We meet landlady Liz as she hosts another Historical Night. It’s in-between darts and karaoke on her pub’s weekly events calendar and has been an unexpected success. Elsewhere, unlucky Marie is new to London. She wants to follow her acting dreams but within minutes has already been mugged and is without a phone or wallet. Stumbling upon the pub, Liz and Marie meet for the first time not knowing that this moment will change their lives forever.
A witty and interesting production that unfortunately doesn’t quite fulfil its potential
This is Fringe theatre at its most authentic: stripped back, inventive and surprising. Very loosely inspired by the Mary Queen of Scots and Elizabeth I story, it’s a witty and interesting production that unfortunately doesn’t quite fulfil its potential.
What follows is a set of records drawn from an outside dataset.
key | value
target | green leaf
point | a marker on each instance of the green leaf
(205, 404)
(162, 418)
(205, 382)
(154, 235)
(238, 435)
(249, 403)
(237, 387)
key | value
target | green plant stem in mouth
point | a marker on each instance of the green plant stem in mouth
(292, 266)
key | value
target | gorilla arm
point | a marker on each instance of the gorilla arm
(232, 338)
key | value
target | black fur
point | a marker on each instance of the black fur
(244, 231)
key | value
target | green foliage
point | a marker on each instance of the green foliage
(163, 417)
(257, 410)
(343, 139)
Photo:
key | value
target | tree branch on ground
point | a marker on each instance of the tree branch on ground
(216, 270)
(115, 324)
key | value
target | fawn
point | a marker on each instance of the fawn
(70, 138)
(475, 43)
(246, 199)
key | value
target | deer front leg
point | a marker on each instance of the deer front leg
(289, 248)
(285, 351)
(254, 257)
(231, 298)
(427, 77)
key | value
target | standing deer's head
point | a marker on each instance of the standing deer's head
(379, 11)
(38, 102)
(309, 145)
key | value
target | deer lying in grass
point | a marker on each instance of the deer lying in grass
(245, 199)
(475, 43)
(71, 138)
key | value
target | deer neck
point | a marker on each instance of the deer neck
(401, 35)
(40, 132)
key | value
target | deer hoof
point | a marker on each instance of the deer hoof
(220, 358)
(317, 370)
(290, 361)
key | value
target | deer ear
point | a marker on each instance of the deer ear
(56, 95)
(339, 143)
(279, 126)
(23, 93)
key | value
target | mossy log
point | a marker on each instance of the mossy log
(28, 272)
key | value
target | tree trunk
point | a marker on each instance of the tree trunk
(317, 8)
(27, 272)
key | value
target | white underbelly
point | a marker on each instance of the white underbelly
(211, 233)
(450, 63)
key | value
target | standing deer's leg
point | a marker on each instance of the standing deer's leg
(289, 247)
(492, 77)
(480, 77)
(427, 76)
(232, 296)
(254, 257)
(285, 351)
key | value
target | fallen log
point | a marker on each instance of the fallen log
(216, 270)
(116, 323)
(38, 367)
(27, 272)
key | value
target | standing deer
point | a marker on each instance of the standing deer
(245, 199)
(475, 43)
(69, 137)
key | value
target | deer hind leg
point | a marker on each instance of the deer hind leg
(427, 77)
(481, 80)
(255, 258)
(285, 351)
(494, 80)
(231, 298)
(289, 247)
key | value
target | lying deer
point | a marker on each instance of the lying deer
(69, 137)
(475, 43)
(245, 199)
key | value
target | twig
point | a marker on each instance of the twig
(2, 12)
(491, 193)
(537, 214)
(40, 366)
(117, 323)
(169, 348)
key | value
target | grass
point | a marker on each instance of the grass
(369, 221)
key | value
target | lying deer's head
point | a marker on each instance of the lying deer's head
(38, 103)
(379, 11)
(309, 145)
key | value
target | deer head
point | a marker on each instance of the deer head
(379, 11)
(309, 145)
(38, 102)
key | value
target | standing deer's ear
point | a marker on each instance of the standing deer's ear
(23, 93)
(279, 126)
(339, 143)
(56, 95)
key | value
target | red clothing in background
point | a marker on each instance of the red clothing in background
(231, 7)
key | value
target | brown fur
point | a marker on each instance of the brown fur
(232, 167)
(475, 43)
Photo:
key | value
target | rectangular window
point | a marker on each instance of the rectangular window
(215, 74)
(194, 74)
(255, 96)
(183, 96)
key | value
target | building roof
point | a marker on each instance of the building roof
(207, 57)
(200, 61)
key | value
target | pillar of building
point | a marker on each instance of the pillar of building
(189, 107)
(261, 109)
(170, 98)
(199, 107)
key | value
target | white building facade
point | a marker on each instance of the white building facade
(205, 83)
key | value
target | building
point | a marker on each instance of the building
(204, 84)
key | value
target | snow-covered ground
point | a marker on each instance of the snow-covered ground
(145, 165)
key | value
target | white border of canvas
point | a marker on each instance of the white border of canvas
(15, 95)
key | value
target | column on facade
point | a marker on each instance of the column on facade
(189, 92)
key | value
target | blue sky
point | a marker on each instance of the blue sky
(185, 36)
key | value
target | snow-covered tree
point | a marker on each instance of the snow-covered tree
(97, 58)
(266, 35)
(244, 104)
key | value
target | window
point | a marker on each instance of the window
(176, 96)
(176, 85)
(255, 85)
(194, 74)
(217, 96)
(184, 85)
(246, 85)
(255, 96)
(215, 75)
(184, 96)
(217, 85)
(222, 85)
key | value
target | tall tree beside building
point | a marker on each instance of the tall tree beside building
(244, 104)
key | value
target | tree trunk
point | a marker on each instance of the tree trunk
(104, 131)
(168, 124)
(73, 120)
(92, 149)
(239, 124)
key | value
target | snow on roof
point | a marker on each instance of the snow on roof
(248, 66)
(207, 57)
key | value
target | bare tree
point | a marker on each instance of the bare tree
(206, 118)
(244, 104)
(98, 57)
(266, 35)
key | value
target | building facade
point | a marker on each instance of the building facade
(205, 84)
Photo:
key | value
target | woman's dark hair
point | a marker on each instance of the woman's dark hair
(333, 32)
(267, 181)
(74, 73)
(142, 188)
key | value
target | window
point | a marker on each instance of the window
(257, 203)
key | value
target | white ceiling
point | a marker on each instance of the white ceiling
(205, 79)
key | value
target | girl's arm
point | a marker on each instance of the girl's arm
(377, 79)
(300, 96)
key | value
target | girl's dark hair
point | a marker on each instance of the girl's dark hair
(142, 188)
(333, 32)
Sarah MacGillivray gives a sterling performance in this one-woman show, managing to captivate the audience for the whole hour. However, the character transitions were occasionally jarring. Although Marie and Liz were clearly meant to mirror each other, they sometimes seemed too similar in almost every aspect, with their main distinguishing feature being the change of accent. Perhaps my favourite part was the host of amusing characters that wander in out of the pub; their costumes and demeanours so vividly described that you can easily picture them in all their glory. There are the Suffragettes who like to rap battle, a less than intelligent Einstein and a dog dressed as, you guessed it, Lassie. An honourable mention also goes to landlord Barry, who likes to wear too-tight trousers in Prince style and gel his hair as a bejewelled Elvis.
The script is fast-paced and witty. There were plenty of laughs and gasps and the performance managed to genuinely portray a love of history. When Marie reacts to seeing Mary Queen of Scots’ final letter for the first time, her excitement is honest and contagious. However, Marie's story needed fleshing out further to make the final denouement credible. Yes, the ending was exquisitely dramatic and authentically Elizabethan in scope. However, Marie's descent was so rapid that believability was sacrificed in favour of unpredictability and shock factor. This perhaps, was because there were a few loose threads that were never answered. For example, Marie calls her mum at the beginning of the play but never seems to contact her again. With the events that follow, I think this was an odd avenue to close.
Overall, House of Mirth are a theatre company with great promise. Marie is an ambitious and entertaining show and their new venture, Chihuahua, which premieres at the Edinburgh Fringe this year is certainly one to watch out for.